The first reference to glass making in Venice dates shortly before 1000 AD. A certain Domenico, who made glass bottles, is referred to by the then Doge of Venice in an act of donation to the church of St George on the island of St George in the bay of St Mark. It was not until the 15th century that the particular sort of glass produced in Venice known as cristallo began to attract attention all over Europe. The attraction lay in the fact that it was light and bright and could be used to create attractive shapes.

Another sort of glass was developed, calcedonio, which imitated the variegated semi-precious stone chalcedony. In 1612 Antonio Neri, a Florentine priest, published the first important book on glassmaking which included numerous recipes for glass ranging from opaque white to aventurine and opaline.

In the mid-15th century mould blowing of glass was introduced to decorate vessels and create applied motifs such as masks or lion-heads.

In the second half of the 15th century the technique of making use of coloured canes of glass was re-introduced. It had been used by Roman glassmakers but had been more or less lost after the collapse of the Roman Empire. Later Venetian glassmakers made use of opaque white canes to produce vetro a filigrana, cristallo vessels decorated with patterns of white stripes, sometimes with red or blue elements included.

Diamond point engraving and enamelled decoration were used extensively resulting in highly skilled craftsmen producing expensive vessels for the use of the richest members of society at the time.

Because of the popularity of Venetian glass, the style was initiated in many parts of Europe. Glassmakers in southern France and Spain produced façon de venise vessels using basic materials similar to those used on the island of Murano which had become the centre of Venetian glassmaking. The skill of workers on Murano was so important that they were forbidden on pain of death to move elsewhere. However, some workers did move to Spain and northern European states, particularly the Netherlands and Northern France where façon de venise glass was produced. The glass from these regions is known as wald glas or wood glass as the flux was made from charcoal produced by burning wood or bracken which produces potassium carbonate. This glass tends to be somewhat darker in colour than cristallo, the basic material of which is not common sand but finely ground quartz pebbles rigorously screened to ensure yellow and black veins were not present. The flux used for cristallo was derived from the ash of salsolo soda and salsola kali bushes that grew in the Levantine coastal region. The combination of these materials produces the clear glass of typical of Venice.

During the reign of Elizabeth I, in 1571, Giacomo Verzellini was brought to London by Jean Carré, a French glassmaker who owned the Crutched Friars Glassworks. Carré died in 1572. In 1575 Verzellini took charge of the glasshouse and was given a twenty one year monopoly to make Venetian style glass in England. As a result he laid the foundations for the English glassmaking tradition although his style was a version of the forms he learned in Murano.

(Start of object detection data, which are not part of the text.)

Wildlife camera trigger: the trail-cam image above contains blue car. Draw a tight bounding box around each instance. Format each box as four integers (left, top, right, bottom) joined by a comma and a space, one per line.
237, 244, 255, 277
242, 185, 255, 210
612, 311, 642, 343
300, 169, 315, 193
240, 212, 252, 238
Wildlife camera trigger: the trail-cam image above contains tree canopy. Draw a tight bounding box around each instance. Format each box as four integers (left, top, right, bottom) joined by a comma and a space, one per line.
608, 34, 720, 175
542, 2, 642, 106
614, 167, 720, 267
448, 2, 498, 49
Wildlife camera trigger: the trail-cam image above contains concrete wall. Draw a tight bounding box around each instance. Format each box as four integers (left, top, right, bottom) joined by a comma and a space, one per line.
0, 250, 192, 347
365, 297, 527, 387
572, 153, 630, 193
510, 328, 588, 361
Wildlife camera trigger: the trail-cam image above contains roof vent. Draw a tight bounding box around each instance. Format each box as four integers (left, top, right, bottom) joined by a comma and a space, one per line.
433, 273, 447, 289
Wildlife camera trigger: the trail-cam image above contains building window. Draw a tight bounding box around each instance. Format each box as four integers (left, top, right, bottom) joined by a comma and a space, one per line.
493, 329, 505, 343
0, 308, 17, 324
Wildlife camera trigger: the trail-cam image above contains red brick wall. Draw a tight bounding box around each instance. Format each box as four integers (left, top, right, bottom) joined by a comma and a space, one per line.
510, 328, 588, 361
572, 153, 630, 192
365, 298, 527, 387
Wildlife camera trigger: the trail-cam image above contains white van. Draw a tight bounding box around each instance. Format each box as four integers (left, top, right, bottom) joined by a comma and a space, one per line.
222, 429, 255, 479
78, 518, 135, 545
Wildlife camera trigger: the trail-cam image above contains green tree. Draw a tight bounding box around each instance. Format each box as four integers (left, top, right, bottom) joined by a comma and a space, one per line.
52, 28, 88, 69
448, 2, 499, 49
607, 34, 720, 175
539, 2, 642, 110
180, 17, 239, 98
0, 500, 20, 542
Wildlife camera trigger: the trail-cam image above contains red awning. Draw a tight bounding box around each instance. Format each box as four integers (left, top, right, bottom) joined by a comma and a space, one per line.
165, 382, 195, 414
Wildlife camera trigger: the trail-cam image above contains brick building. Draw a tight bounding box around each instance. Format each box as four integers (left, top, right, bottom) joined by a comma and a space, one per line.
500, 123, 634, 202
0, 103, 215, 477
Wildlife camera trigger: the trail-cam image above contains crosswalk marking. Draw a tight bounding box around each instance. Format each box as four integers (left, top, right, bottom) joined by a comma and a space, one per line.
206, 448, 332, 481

Unfortunately, very little of his glass has survived and most of the known pieces are in major museums.

This brief article seeks to illustrate the development of Venetian and façon de venise glass from the fifteenth to the twentieth century. Inevitably it merely scratches the surface of this huge subject but it is hoped it will give some idea through the following illustrations. Most of the pieces shown have at some point passed through the stock of Brian Watson Antique Glass. The situation of any which have not is recorded with the text accompanying the images. Some of the pieces or similar ones will be available for purchase at the Olympia Art and Antiques Fair in the first week of November 2022.


A page from the catalogue of the Slade Collection of early glass which was given to the British nation on the death of Felix Slade in 1868.

Some of these glasses are on display in the Victoria and Albert Museum in London today. The glasses shown here are Venetian wineglasses from the 16th and 17th centuries.

A bronze mounted jug of vivid blue glass

A bronze mounted jug of vivid blue glass incorporating murrina made of slices of canes of glass such as those used in paperweights. This piece was made about 1500 in Venice and was part of the Slade Collection. It is now in the British Museum in London. The illustration is from page 55 of ¨Le verre de Murano¨ by Attilia Dorigato published in French by Citadelles and Mazenod in 2003.

brian glass

An early 16th century table centre bowl with applied blue-­‐black stringing. Similar shaped bowls with coloured enamelling were also produced from the end of the 15th century.

A small barrel-­‐shaped beaker 16th century

A small barrel-­‐shaped beaker decorated with panels of lattimo threads and bound with applied threads of clear glass. Façon de venise, probably from the Netherlands, which would have been produced in the second half of the 16th century.